A Question of Mastery

 

A stream of posts and comments from people with diverse views have arisen as a result of the issues raised by the publication of Premka’s book about her time with Yogi Bhajan. It is only natural that this should be so, and it is a wonderful opportunity for each person to examine their own thoughts about what has been said and decide how they feel about it.

I will share with you my views.  I have seen an interview with Premka about the book but have not read it. I have however, become aware of its contents through online social media discussions.

My impression of Premka was that she was not attacking but stating her truth as an experience, through reflection, of the early days with Yogi Bhajan. These are my thoughts…..

Masters are both born and made.

By this I mean that they are born with potential, but they still have a lot of work to do in order to achieve Mastery. Yogi Bhajan may have mastered the moves of Kundalini Yoga at a very early age but that was only one part of what he gave us.  Complete Mastery takes a lot longer and is a process through relationship with the self and with students.

He came to the west with an inspiration to teach something which he knew was effective and could change lives.  Thousands would shrink from the task – but he answered the call. People came to him in ever increasing numbers and projected their expectations onto him, so he needed to grow spiritually and energetically to stay one step ahead and keep serving them. The greater the need, the more the teacher must grow. He did the work and contained the great ocean of love which became 3HO – but the journey was not without problems along the way.

I have no doubt that he made mistakes, as in the early days he most likely had not achieved Mastery, he was still in the process of becoming.

What is it in students that requires the teacher to be a saint? And what is a saint anyway?

Not even saints are created in perfection, they work for that perfection. And in the process of becoming, they may do things which are not in alignment with their projected consciousness. Mastery  is a breath by breath process and a life’s work.

Surely the inspiration is in their overcoming rather than in an idea of them having been without moments of human frailty. Can you not accept imperfection and yet still strive for an ideal within yourselves? Can you not be clear about yourselves rather than demand an unblemished past in another?

How many excuses do you need to walk away from the practice which you know serves you as individuals and has the potential to serve all those you are blessed to share it with? How easy it is for the ego to rise and tell you it’s OK to quit the struggle because the teacher may have made mistakes. Your path is not about him, it is about you. Now is the time to truly self-initiate. What matters is your own integrity and your own keeping up.

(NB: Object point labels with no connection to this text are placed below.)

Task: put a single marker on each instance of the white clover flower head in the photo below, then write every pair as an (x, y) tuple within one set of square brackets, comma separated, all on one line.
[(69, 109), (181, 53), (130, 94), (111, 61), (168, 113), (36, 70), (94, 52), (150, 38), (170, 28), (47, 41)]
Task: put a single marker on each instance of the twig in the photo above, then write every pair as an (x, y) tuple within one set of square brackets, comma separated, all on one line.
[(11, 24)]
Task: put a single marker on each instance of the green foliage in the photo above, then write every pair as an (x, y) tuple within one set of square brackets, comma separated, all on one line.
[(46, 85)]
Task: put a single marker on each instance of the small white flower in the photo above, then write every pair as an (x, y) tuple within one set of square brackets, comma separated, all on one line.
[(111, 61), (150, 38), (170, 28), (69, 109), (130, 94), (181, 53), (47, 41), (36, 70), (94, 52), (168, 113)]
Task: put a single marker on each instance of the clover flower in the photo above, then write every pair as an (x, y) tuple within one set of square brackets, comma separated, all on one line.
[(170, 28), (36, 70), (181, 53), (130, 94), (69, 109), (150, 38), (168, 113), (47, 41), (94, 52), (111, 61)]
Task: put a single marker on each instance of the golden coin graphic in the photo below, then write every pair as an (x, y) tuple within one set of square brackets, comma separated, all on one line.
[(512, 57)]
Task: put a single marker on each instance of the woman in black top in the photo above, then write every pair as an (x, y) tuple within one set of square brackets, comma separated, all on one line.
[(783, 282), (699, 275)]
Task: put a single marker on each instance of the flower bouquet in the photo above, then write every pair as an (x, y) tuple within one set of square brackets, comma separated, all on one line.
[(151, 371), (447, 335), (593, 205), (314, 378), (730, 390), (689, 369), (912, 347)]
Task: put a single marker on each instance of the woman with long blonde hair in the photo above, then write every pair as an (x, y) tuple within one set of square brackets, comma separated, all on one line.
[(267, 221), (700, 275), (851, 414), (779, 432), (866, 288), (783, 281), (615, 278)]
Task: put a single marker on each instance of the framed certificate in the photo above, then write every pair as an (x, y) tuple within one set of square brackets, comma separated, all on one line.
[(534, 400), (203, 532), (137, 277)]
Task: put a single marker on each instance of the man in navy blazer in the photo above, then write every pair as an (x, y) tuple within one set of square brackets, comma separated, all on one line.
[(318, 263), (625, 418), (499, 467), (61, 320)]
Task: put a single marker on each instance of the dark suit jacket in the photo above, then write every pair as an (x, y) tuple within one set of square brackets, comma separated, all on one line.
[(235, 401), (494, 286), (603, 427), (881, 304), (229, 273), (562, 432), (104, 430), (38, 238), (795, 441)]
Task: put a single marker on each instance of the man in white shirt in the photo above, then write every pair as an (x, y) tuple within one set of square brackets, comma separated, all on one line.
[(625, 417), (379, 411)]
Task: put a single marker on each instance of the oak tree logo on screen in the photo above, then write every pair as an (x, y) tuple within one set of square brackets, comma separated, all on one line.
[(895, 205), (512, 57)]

I do not see that actions from the past destroy the effectiveness of what we offer or our own authenticity. Who among us is perfect? And what is perfection anyway? For the Lotus flower to bloom it needs mud. Do not think that the mud is not there and the Lotus floats magically without having made the effort to grow towards the light.

I bless Yogi Bhajan because he gave me full responsibility for myself, he gave me the possibility of Sat Nam and I work for it breath by breath.

He told us never to put him on an altar. I didn’t – he’s in my heart.